Cet article, soyons franc, ne fait pas partie de la rubrique culture pourrie. C'est seulement un roman que je n'ai pas aimé. Vraiment pas. Depuis quelques temps je suis un peu à court de matériaux pour l'article du vendredi, en attendant de retomber sur une perle du nanar littéraire ou audiovisuel, je me contenterais de publier des chroniques ordinaires... Bon, c'est pas tout ça mais allons-y pour La solitude du vainqueur.

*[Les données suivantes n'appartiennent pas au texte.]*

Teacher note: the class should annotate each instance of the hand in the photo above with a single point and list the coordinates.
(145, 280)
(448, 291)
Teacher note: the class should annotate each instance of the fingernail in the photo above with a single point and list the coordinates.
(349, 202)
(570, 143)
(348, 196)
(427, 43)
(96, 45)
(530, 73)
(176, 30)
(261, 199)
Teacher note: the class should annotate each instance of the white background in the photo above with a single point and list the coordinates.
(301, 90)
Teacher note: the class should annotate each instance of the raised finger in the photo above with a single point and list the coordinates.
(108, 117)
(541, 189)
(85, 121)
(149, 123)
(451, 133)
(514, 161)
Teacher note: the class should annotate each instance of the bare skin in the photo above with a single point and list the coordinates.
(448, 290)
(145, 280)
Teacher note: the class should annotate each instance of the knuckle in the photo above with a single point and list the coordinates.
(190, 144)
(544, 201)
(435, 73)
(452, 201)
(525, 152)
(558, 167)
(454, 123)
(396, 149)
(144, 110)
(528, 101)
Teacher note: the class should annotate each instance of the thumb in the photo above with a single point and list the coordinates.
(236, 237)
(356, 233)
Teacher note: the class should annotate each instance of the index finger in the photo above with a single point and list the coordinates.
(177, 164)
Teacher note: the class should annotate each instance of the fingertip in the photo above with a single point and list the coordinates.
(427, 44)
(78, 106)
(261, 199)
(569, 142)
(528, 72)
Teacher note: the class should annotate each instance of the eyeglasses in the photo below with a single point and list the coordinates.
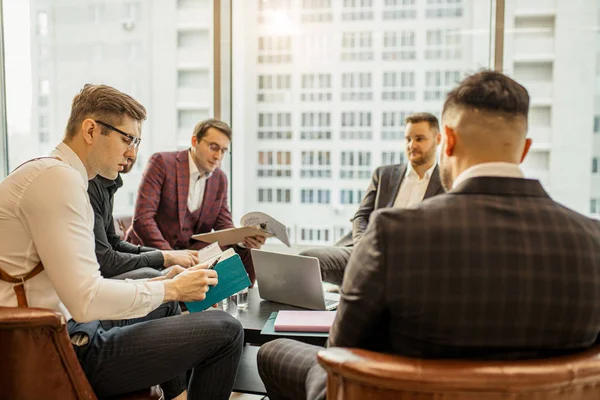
(215, 147)
(133, 142)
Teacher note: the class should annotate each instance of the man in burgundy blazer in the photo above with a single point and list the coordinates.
(185, 193)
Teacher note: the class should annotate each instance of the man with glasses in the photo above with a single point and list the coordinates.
(117, 258)
(127, 335)
(184, 193)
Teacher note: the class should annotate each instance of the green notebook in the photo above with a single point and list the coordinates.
(232, 279)
(269, 329)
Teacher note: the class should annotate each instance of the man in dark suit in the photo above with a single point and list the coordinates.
(493, 269)
(400, 185)
(119, 259)
(184, 193)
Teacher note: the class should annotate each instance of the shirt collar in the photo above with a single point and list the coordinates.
(497, 169)
(194, 169)
(111, 185)
(411, 171)
(65, 153)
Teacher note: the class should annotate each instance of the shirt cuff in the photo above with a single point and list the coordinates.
(157, 293)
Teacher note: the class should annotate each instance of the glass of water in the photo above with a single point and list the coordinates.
(242, 299)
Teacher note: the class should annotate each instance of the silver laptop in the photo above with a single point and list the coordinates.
(292, 279)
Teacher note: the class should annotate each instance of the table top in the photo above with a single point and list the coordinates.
(254, 317)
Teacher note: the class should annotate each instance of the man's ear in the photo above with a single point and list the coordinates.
(526, 149)
(87, 127)
(450, 139)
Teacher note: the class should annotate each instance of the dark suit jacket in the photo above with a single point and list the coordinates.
(161, 205)
(492, 269)
(114, 255)
(382, 193)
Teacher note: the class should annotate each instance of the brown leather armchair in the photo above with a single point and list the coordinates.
(354, 374)
(37, 360)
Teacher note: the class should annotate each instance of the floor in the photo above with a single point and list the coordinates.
(243, 396)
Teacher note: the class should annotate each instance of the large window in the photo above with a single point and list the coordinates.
(320, 89)
(159, 52)
(354, 70)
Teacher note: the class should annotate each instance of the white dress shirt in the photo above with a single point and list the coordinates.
(412, 190)
(45, 215)
(197, 185)
(497, 169)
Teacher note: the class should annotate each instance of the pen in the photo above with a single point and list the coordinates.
(211, 266)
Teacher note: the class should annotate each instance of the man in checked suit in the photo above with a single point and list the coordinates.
(493, 269)
(399, 185)
(184, 193)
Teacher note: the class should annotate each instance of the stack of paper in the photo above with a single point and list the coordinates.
(304, 321)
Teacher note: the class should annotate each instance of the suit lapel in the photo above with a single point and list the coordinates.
(208, 199)
(396, 178)
(183, 184)
(435, 184)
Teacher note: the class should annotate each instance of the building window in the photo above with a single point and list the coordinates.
(439, 83)
(351, 196)
(443, 44)
(274, 49)
(316, 125)
(274, 88)
(316, 164)
(398, 86)
(399, 9)
(356, 165)
(314, 236)
(316, 11)
(270, 195)
(357, 46)
(595, 206)
(444, 8)
(392, 124)
(315, 196)
(275, 125)
(399, 45)
(44, 137)
(42, 23)
(357, 10)
(357, 86)
(267, 10)
(356, 125)
(274, 164)
(316, 87)
(392, 157)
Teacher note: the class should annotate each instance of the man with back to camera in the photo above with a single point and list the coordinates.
(485, 271)
(399, 185)
(117, 258)
(119, 329)
(184, 193)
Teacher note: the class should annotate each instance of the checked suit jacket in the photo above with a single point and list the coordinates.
(159, 219)
(492, 269)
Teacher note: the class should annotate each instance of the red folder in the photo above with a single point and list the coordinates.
(304, 321)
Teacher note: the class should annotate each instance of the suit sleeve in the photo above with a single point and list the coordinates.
(224, 220)
(146, 206)
(362, 302)
(113, 261)
(367, 205)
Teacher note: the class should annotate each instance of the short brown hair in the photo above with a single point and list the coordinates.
(105, 103)
(490, 91)
(424, 117)
(203, 126)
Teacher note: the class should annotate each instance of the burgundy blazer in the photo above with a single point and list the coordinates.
(161, 205)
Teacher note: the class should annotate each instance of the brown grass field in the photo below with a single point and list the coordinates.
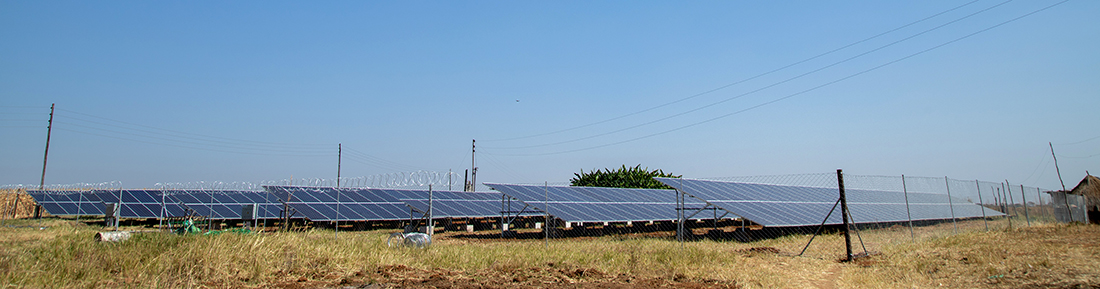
(58, 253)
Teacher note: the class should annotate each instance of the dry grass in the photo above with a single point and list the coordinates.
(61, 253)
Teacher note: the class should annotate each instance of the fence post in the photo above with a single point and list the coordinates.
(844, 215)
(983, 219)
(908, 212)
(950, 203)
(1038, 193)
(1012, 202)
(1005, 199)
(1022, 196)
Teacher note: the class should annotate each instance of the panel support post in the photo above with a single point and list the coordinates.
(908, 213)
(950, 203)
(546, 219)
(1022, 195)
(1004, 199)
(431, 220)
(844, 215)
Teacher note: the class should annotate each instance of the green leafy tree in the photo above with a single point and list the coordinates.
(624, 177)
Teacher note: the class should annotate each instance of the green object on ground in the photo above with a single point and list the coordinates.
(188, 228)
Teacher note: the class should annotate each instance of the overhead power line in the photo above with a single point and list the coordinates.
(182, 134)
(752, 77)
(759, 89)
(803, 91)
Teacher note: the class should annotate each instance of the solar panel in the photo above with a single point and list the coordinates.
(791, 206)
(596, 203)
(354, 204)
(142, 203)
(68, 202)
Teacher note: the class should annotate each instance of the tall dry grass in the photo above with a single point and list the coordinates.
(61, 253)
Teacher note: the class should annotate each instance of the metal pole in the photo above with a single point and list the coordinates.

Disons le tout de suite, mettons les choses au point, je suis loin, très loin d'être une admiratrice du travail de monsieur Coelho. J'ai lu plusieurs de ses livres, quatre ou cinq, et je n'ai jamais été sensible à son univers. Pour être franche, je me suis procurée ce roman en décidant que c'était la dernière fois que je tentais ma chance avec cet auteur. La quatrième de couverture de ne m'avait pas interpellée plus que cela mais je gardais toutefois, un tout petit espoir, d'être enfin séduite par celui qui vend des millions de bouquins et déchaînent les passions :

Paulo Coelho revient ici aux thèmes qui ont fait la force de Onze minutes et du Zahir. II nous offre un roman à suspense, véritable miroir de notre société où le culte du luxe et de la réussite à tout prix empêche d'entendre les vérités que murmure notre coeur. Il nous entraîne au festival de Cannes à la rencontre de ceux qui triomphent dans le monde superficiel de la haute couture et du cinéma : Un millionnaire russe, un pape moyen-oriental de la mode, Gabriella la starlette, un détective ambitieux et enfin Jasmine, future top model. Argent, pouvoir, célébrité sont des enjeux pour lesquels ils sont prêts à tout, quel qu'en soit le prix. Qui sera capable de reconnaître, parmi tous ces fantasmes en technicolor, son rêve secret, et de lui donner vie ?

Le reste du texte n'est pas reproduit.